DataDog / helm-charts

Helm charts for Datadog products
Apache License 2.0
340 stars 1.01k forks source link

Unable to specify lifecycle hook in agent container #290

Open rr-binh-nguyen opened 3 years ago

rr-binh-nguyen commented 3 years ago

Describe what happened: Unable to specify lifecycle hook in agent pod. Reference: https://kubernetes.io/docs/concepts/containers/container-lifecycle-hooks/. Need the feature to implement https://docs.datadoghq.com/agent/guide/secrets-management/?tab=linux#providing-an-executable

Describe what you expected: Ability to run custom actions via lifecycle hook in agent pod

Steps to reproduce the issue: The agent template does not support lifecycle hook

Additional environment details (Operating System, Cloud provider, etc): Cloud provider: AWS OS: Ubuntu20

clamoriniere commented 3 years ago

Hello @rr-binh-nguyen

thanks for opening this issue.

the recommended way to include a "secret backend" implementation in the agent deployment, is to build a "custom" agent image on top of the official datadog/agent image.

for example:

FROM gcr.io/datadoghq/agent:7.28.1

COPY ./my-secret-backend /my-secret-backend
RUN chmod +x /my-secret-backend

It will improve the deployment of the solution, and remove any start dependency on an external component that will be need to download the implementation.

the other solutions:

please let us know if the proposed solution can work for you.

Thanks Cedric

rr-binh-nguyen commented 3 years ago

Hi @clamoriniere, thank for your prompt suggestion. For our use case, we try to minimize custom image we need to maintain. The extra volume solution would work too. However, we found lifecycle is the simplest to implement. Our secret backend binary is very small so it does not affect much the init time of the container.
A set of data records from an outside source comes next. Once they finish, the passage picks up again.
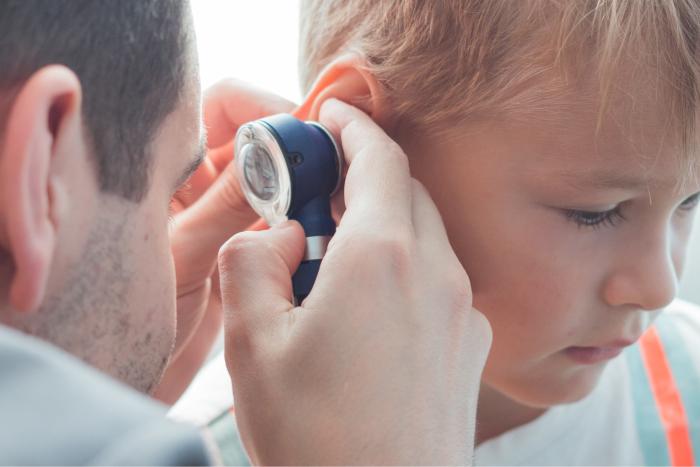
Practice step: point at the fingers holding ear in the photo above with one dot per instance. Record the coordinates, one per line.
(36, 121)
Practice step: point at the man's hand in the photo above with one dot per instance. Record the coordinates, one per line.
(381, 364)
(208, 210)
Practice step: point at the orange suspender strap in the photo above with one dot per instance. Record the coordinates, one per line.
(668, 400)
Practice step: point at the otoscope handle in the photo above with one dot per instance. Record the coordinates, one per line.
(303, 280)
(319, 227)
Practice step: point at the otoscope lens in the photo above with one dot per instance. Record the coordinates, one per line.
(260, 172)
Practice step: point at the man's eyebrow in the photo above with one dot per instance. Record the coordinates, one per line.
(192, 167)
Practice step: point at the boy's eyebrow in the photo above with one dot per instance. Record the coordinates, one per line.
(192, 167)
(611, 180)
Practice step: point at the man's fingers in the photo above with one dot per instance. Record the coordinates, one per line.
(378, 182)
(256, 271)
(231, 103)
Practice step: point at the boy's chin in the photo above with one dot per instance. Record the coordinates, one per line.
(556, 389)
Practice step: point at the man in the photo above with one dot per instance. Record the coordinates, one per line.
(100, 125)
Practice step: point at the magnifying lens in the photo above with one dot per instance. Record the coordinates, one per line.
(289, 169)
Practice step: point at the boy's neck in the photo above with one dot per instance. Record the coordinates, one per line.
(498, 413)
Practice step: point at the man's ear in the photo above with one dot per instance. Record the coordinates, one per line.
(43, 114)
(347, 79)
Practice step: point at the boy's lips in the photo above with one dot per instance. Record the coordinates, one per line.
(598, 354)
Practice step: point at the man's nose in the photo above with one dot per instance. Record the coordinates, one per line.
(644, 274)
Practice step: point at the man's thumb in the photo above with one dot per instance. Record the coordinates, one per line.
(256, 271)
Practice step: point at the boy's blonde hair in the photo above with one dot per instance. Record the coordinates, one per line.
(450, 61)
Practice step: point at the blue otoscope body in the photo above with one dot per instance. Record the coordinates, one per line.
(289, 169)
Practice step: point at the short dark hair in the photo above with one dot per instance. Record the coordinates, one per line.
(130, 58)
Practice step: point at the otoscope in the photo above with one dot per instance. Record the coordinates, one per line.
(289, 169)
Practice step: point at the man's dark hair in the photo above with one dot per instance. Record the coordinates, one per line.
(130, 58)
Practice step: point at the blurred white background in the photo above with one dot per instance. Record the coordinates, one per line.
(256, 41)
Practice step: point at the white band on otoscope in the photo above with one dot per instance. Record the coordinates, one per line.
(316, 247)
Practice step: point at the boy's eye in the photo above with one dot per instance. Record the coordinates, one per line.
(595, 219)
(690, 203)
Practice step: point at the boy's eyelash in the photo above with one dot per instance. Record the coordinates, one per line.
(612, 217)
(595, 219)
(690, 203)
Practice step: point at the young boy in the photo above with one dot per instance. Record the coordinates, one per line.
(559, 141)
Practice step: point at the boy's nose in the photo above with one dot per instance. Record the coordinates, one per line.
(644, 274)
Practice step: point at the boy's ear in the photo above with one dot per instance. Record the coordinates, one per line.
(42, 117)
(347, 79)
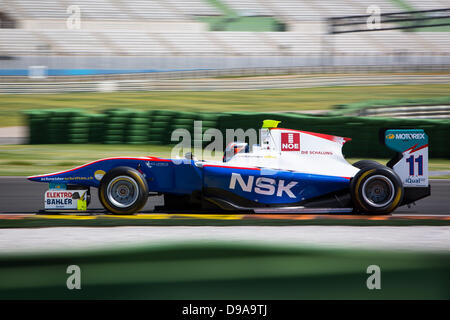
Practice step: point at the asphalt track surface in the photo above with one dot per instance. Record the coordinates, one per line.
(18, 196)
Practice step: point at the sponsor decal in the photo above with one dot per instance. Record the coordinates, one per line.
(410, 136)
(99, 174)
(262, 185)
(58, 194)
(414, 180)
(290, 141)
(320, 153)
(73, 199)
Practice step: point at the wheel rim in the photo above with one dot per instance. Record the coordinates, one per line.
(378, 191)
(122, 191)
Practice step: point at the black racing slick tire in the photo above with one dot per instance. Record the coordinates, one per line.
(362, 164)
(376, 190)
(123, 190)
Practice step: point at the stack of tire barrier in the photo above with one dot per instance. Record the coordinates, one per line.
(160, 122)
(37, 126)
(97, 124)
(359, 108)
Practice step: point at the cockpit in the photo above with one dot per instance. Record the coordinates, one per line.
(234, 148)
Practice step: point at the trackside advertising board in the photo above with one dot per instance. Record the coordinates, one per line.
(65, 199)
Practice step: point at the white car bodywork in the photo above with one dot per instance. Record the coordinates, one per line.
(300, 151)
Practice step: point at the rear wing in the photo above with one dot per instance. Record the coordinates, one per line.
(410, 162)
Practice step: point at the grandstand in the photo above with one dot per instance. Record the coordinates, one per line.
(165, 29)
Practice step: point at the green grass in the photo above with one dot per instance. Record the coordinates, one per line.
(225, 271)
(24, 160)
(324, 98)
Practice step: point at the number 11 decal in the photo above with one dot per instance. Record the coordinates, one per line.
(419, 161)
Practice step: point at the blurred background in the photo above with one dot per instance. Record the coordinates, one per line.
(130, 72)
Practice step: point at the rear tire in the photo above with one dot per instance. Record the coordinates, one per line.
(376, 190)
(123, 190)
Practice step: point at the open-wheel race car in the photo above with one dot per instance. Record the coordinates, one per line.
(289, 171)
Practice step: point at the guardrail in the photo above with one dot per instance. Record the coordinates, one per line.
(220, 84)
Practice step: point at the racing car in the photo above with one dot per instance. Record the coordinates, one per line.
(290, 171)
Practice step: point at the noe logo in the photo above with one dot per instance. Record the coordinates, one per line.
(290, 141)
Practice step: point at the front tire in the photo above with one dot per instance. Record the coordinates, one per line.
(123, 190)
(376, 190)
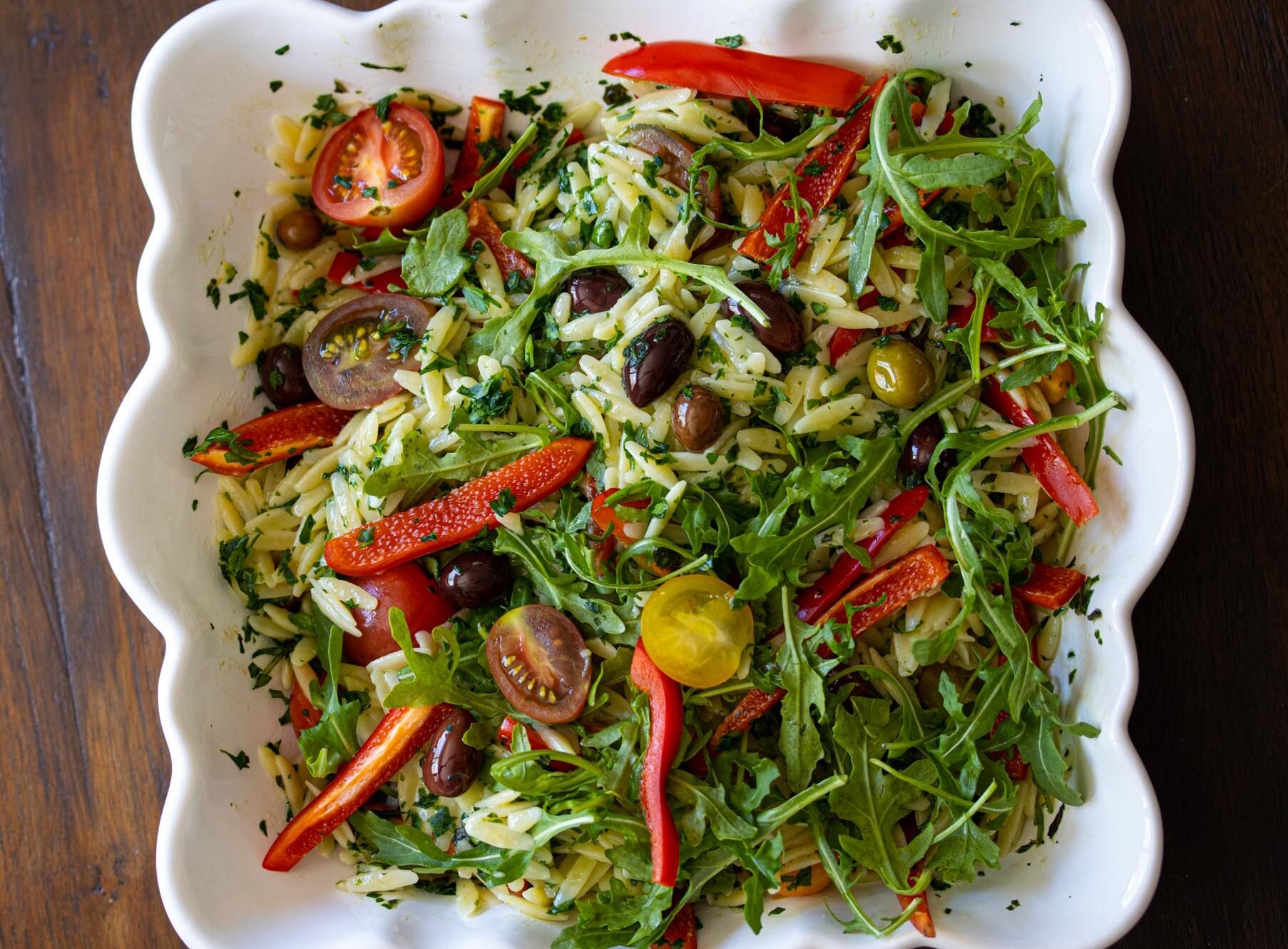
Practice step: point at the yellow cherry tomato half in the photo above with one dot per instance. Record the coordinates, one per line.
(693, 632)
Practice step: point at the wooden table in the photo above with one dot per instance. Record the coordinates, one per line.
(1203, 186)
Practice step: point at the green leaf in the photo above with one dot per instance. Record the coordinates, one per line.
(434, 263)
(419, 470)
(804, 704)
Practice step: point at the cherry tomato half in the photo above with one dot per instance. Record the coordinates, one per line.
(693, 632)
(540, 663)
(380, 173)
(409, 588)
(305, 714)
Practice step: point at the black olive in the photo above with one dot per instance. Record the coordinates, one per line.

Thanks

ricoleabricot commented 2 months ago

Up this topic, can't we add the lifecycle values in helm chart? Moreover, there was a PR opened :)

clamoriniere commented 2 months ago

Hi @ricoleabricot

Could you explain the use case in your case that requires to have the possibility to configure container lifecycle hook. thanks in advance

ricoleabricot commented 2 months ago

Hello @clamoriniere thanks for your prompt reply 😄 I'd like to try out a preStop hook (or a terminationGracePeriodSeconds higher) to allow the agent to be removed in last on the node. Currently we have the agent being terminated before our apps gracefully terminate, so we have error to ingest traces/logs and so missing data (all pods contact the agent on the node itself being terminated bc of scaling down)

nijave commented 1 month ago

I'd also like to try to delay Datadog agent termination. Every time our nodes autoscale, the Datadog pods get killed immediately and application pods produce a burst of errors since they can't send telemetry (they all have a drain delay of around 30 seconds).

It'd be good if we could delay the termination of Datadog ~60 seconds to give other pods a chance to send telemetry while shutting down.